Another means of getting points is spotting typewriter keys that Moriarty has scattered about the place – one instance of the gamebook making good use of the graphic novel format to incorporate puzzles which you couldn’t do in a prose-only gamebook. Another way this happens is in the occasional hidden number appearing in a panel, corresponding to an option which you wouldn’t necessarily get the chance to follow up unless you spotted the number. (Some of the clue numbers are obscure enough that you are going to want to be somewhere with decent lighting when you read this.)
Sometimes these involve clues which strongly point to the solution to a mystery, though you can get the right answer in any investigation even if you miss some clues so the book doesn’t have any mid-playthrough “game overs”. Other times these involve entirely optional puzzles set by Moriarty, which reveal nothing except more typewriter pieces – and thus a better score at the end of the game. (Fittingly, Moriarty’s puzzles tend to be mathematically-themed, which is a nice tie-in to his background as a humble maths professor.)
On the whole, then, this is a genteel mystery with a slightly middling approach to diversity (there’s an archaeologist who’s a woman in one of the mysteries and numerous other named women with significant roles in the investigations besides, on the other hand I recall no PoC being sighted in the book whatsoever).
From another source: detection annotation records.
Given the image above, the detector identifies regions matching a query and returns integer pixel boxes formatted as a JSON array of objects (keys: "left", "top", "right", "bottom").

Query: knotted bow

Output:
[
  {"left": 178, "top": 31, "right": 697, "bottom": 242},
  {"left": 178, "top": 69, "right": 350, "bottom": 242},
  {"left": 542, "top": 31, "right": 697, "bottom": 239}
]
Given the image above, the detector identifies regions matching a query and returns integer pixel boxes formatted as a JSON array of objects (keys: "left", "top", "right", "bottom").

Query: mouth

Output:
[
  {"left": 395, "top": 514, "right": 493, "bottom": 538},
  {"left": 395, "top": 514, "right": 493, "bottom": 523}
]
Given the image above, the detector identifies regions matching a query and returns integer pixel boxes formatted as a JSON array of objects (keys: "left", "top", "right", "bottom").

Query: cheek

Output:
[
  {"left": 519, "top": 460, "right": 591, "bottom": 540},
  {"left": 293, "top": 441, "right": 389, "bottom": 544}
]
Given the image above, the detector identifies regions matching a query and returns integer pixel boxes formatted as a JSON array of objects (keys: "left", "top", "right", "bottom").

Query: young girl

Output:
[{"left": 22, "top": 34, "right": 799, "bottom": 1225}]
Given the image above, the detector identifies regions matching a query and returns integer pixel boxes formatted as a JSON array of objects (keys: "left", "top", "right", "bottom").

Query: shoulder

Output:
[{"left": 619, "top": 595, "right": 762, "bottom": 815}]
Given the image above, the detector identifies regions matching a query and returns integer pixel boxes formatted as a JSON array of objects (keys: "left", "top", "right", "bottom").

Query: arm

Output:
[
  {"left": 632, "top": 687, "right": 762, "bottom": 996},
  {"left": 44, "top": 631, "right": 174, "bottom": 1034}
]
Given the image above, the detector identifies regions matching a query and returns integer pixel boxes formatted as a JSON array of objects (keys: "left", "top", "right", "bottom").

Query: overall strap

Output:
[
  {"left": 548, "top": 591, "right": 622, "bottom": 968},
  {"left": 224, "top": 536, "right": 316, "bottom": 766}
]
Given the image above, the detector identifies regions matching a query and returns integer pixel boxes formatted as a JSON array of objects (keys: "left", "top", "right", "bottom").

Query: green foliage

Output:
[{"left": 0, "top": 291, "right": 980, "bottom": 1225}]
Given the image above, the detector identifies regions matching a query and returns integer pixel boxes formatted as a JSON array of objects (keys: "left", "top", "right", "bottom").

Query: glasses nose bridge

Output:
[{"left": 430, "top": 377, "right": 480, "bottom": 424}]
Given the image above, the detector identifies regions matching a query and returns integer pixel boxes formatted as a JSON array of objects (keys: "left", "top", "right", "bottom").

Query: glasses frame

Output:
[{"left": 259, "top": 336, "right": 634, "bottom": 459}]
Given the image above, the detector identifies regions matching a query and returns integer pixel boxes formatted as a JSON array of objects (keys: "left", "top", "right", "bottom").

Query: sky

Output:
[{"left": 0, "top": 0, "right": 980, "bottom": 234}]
At points the book feels like it’s suffered a little from a lack of research; for instance, CED doesn’t seem to have a particularly firm handle on what working class people wore in Victorian times, and this kind of shows in the artwork when you run into, say, a nice old couple whose sartorial style reads like it could fit anywhere between 1950 and now better than the late 1800s. It makes decent use of the graphic novel format, and also some use of the physical format of the book as well. (There is at least one puzzle which would be an enormous pain to solve in PDF format.)
Due to the mystery setup, it really doesn’t have an enormous amount of replay value, though it is at least relievingly simply after the complexities of Your Town.
Higher, Lower, Just Right or Just Wrong
I’d say Just Right. Whilst I’m not keen on Your Town at all, I found Sherlock Holmes quite endearing, Captive suitably tense, Tears of a Goddess a decent gamebook marred by some of the artwork, and Loup Garou absolutely excellent. And the fact is that whilst I consider Your Town a dud, I had to actually play it to hit that conclusion and would have wanted to try it if I hadn’t bought it, and the slipcase is a nice addition.
Would Back Again?
Absolutely – Van Ryder clearly understand how to run a fuss-free Kickstarter, and now I know the styles of the individual book authors better I can make a more informed choice as to whether I want to try all the books or just a sample.